How does this translate to Reality (TV)? The agency proves to not be quite what was expected so I spend the first week alternating between sheer panic and utter hopelessness (how soon can I quit is probably not the best mantra to be running through your head by day 3). The Beast (nee THE EX) should have broken free from his trance w/ my somewhat psychotic, hey-do-you-still-love-me email but instead preferred to ignore it. As in, ignore me...holding out my heart - do you hear the PLOOP? That's said heart landing ass up somewhere between Wilshire & Whitworth. The Wizard was Seattle (get the emerald city nod - yes, i'm pretty witty in my own mind) who dashed my hopes of cheap apartments and huge spaces - The 'Toto-we're- not-in-LA" dream but none-the-less, I'm sure there's a direct correlation to the fact that my apt ended up being the last one I saw and the fact that I had 20 minutes before having to head to the airport. Pegasus was the chariot w/ my bed, clothes and all sorts of goodies who decided I hadn't camped out often enough and therefore would arrive almost 5 days after moving into my apt.
And yes, there was snow - in april - snow!

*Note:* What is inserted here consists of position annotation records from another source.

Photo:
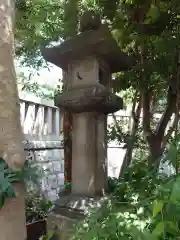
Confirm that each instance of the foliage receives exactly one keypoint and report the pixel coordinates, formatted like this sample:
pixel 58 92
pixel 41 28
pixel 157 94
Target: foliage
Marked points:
pixel 142 205
pixel 8 177
pixel 37 206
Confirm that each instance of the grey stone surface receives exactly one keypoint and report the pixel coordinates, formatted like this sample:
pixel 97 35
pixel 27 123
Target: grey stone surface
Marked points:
pixel 51 163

And so the fairytale should end -there should Happily Ever After banner held up by two chirping birds, azure blue sky, Prince Charming leaning in for the kiss...sigh... BUT in Reality (TV) we're behind...we haven't quite made it to the end just yet.

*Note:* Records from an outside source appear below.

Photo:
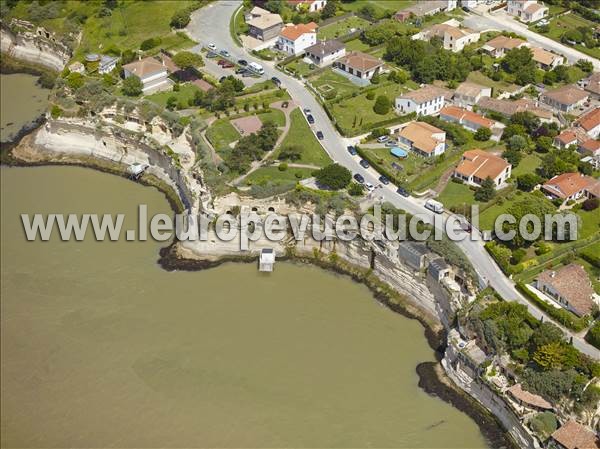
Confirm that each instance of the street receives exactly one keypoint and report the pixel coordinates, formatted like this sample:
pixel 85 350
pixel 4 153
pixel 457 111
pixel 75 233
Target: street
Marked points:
pixel 211 24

B/c there is a prince, I just haven't met him yet. There is a land far far away and I love it - I love the buildings, the streets, the Seattle-ness of it all. And the villain that needs to be vanquished - well it alternates between work (oy) and my own pessimistic views b/c as we all know - good triumphs. And I'm the main character in this fairytale so by all rights, I win! I just don't know how many pages are left before we get to ... And she lived happily ever after. THE END (cue in chirping birds)

Monday, January 3, 2011

The Orange Bowl in all its philosophical glory

today i was watching the award ceremony for the Orange Bowl Game. Stanford won a huge victory and they were awarding the MVP, Andrew Luck. (btw, i'm not a big BCS fan or anything, it was just on while i was at the gym) Anyway, as they were all clamoring over this boy, Andrew, I thought about how long it's been since i had one of those life-defining moments. and not just me, but anyone...when was the last time that you had a moment that would forever change your life. This boy's career is about to skyrocket and he still has 2 more years of college left...will he live to the hype? will he get hurt and look back to today as the best day in his life?
I think one of my biggest concerns in life is that this is it - i peaked back in high school or college. I received an award and looked out to the crowd, confident that my life would be more than just a middle of the road existence - that i would rock every moment of life. And its not that i'm saying my life is mediocre - it's not. It's a damn good life but sometimes i wonder if it's too small of a life... did the dreams of grandiose just die along the way or did i become smarter as an adult?

I once read something from one of my fave authors - Paulo Coehlo. He wrote,
"the third symptom of the passing of our dreams is peace...we put aside the fantasies of our youth, and we seek personal and professional achievement. We are surprised when people our age say that they still want this or that out of life. But really, deep in our hearts, we know that what has happened is that we have renounced the battle for our dreams – we have refused to fight the Good Fight."
I've been somewhat conflicted since i read this because is having a peaceful life really just giving up? Did we trade in our great dreams of being an NFL star, a famous author, an Oscar winning actress along the way? Will this boy, Andrew Luke, wake up one day not a football star but a very successful bank manager? Will his life be good but will he see it as a failure to live up to what he could have been?

I want to ensure that my life is one i can look back w/out regret. And for the most part, i think it is...but then what has been the last thing of GREATNESS that i've done? Something that is out of the norm? And i guess, it also becomes a matter of subjectiveness....but i worry- did i let some of my dreams die w/out ever mourning their death?